Background of the Study
Despite the advancements in generating sequencing data and improving reference genome sequences, a significant amount of reads still do not map to these genomes, often being dismissed as junk or artificial sequences.
The researchers argue that these unmapped reads, especially those from RNA sequencing (RNA-Seq), can be useful for refining genome references and detecting contamination in biological samples.

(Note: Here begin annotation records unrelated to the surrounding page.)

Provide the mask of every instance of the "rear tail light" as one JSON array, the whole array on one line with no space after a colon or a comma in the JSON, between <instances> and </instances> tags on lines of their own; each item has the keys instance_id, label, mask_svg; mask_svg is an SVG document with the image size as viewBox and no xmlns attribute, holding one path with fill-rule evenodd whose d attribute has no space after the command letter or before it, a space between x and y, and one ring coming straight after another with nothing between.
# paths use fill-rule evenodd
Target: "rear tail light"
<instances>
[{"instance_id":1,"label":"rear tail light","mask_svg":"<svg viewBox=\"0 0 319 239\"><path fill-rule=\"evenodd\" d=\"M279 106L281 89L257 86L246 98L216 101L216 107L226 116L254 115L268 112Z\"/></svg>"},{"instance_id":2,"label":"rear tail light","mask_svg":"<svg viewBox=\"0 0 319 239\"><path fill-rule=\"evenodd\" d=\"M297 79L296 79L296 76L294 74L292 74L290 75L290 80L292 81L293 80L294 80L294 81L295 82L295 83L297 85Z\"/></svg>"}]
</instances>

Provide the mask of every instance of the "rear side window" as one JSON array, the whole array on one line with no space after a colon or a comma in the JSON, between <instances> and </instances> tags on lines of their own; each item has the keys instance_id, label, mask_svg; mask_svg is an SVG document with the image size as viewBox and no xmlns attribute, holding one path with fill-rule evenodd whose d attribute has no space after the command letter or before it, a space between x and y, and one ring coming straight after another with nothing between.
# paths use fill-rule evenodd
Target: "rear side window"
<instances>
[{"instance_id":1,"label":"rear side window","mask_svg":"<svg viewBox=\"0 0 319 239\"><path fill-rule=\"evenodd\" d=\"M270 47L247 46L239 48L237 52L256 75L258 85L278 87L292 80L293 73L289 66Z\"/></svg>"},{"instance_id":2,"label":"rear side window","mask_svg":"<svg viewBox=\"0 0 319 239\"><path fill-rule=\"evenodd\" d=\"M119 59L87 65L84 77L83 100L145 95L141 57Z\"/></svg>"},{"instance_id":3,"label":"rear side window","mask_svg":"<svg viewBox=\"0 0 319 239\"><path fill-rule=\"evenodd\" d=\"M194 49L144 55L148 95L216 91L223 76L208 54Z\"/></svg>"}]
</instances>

This study focuses on unmapped RNA reads from horses, an area that previously hadn’t been addressed.
Methods and Findings
The research team took unmapped reads from eight different horse tissue samples using RNA-Seq methods under the Functional Annotation of Animal Genomes (FAANG) project.
Humongous portions of these unmapped reads could be assembled into transcripts correlating with many significant genes present in other mammals’ sequences.
Large portions of these constructed transcripts lack coding potential and can therefore be considered non-coding RNA.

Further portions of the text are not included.